У меня были хейтеры, но не в таком количестве, и уж тем более меня не травили известные блогеры. Раньше редко писали: «Уж очень у него смазливое лицо, как у тёлки», — меня и не задевало. А тут за неделю превратили смазливого паренька в какого-то Рогатого.
Короче, съели меня.
После недели издевательств, в воскресенье, смотрю статистику, ещё раз листаю комментарии. Соотношение хейта и приятного — сто к одному. Ничего хорошего. Вот она — ненужная слава фрика.

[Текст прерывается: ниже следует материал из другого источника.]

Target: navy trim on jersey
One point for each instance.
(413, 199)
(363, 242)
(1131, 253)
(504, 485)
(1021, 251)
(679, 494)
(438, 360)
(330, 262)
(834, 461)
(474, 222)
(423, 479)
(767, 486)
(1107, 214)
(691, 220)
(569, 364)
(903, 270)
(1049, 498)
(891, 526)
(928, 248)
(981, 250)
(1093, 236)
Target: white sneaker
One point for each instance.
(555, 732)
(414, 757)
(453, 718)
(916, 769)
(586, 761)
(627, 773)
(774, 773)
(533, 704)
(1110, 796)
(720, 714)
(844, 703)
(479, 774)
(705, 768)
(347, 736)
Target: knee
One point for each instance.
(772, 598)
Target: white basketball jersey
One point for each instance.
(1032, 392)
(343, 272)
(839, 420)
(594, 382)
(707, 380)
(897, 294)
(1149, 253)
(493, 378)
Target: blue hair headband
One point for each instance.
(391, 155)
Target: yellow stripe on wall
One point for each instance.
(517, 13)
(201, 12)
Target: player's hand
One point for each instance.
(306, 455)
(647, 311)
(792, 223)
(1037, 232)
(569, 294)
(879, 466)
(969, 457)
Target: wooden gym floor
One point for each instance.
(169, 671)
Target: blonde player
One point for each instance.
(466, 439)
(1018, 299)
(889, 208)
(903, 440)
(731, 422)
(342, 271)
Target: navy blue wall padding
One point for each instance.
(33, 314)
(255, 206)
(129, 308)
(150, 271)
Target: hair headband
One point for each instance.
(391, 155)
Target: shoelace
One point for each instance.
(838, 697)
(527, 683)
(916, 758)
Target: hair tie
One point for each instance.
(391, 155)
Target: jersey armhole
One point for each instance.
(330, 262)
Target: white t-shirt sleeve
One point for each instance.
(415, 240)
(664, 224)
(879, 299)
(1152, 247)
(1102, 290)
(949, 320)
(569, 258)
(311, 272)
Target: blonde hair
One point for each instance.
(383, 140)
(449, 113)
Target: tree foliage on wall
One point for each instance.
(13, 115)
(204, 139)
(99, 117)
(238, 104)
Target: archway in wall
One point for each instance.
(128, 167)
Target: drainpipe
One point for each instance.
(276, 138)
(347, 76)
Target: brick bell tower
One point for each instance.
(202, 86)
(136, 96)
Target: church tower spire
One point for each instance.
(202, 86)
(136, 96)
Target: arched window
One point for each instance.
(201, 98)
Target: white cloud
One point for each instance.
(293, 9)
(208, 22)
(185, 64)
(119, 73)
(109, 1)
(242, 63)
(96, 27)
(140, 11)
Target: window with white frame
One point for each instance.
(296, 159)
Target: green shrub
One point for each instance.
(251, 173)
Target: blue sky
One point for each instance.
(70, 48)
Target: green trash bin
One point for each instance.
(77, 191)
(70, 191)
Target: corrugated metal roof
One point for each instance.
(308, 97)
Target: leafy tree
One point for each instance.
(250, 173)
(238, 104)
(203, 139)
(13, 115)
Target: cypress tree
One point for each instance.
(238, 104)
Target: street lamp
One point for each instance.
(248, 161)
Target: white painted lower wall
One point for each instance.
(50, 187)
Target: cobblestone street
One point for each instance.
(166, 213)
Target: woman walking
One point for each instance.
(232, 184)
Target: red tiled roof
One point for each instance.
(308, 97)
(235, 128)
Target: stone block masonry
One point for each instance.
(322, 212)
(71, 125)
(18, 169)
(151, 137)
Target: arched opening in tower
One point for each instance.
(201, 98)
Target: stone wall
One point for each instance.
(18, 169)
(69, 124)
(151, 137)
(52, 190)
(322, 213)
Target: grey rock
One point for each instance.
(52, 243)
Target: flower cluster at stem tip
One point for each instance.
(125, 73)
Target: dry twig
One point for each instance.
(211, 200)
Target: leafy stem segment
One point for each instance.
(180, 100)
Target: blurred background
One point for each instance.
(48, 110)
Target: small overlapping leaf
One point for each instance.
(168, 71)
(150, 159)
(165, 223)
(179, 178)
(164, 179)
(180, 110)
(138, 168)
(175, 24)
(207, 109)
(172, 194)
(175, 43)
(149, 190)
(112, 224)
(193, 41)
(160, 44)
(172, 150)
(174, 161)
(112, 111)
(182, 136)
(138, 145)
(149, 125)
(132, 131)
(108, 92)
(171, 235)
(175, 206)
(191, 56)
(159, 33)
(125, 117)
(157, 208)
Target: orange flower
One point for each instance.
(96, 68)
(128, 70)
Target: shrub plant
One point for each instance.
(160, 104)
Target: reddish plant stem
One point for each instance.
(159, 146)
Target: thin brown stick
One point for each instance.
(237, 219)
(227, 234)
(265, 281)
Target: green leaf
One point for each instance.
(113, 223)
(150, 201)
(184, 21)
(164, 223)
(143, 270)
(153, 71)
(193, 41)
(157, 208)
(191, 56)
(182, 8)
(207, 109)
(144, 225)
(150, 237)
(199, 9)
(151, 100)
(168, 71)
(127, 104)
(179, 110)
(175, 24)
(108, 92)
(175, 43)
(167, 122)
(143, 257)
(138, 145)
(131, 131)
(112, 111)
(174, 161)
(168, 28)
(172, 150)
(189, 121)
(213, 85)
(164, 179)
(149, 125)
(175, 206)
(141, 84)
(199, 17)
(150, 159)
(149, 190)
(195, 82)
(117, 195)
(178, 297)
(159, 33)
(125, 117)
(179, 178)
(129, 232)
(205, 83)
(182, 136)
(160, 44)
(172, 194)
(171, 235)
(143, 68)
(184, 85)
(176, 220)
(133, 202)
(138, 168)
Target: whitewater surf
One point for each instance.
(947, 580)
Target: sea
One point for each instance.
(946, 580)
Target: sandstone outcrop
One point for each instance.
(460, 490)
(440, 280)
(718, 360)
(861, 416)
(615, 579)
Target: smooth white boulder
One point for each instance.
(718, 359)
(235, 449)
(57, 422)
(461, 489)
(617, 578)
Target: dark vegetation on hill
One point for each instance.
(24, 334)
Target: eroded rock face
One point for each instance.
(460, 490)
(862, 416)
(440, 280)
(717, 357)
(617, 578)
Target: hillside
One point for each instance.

Под вечер решаюсь удалить канал.
* * *
Проходит год. Мы строим новый дом в Вольске. Я оканчиваю курсы по программированию и по итогам устраиваюсь в небольшую IT-компанию. Отец узнаёт о беременности Светы и пытается бросить пить. Мы со Светой заводим семейный блог, где изредка напоминают про моё сумасшествие и называют Рогатым. В нём, конечно, не миллион подписчиков, не сто и даже не десять тысяч, но мы с женой не думаем о них.
[1] Жаргонное название белых фермеров сельской глубинки США.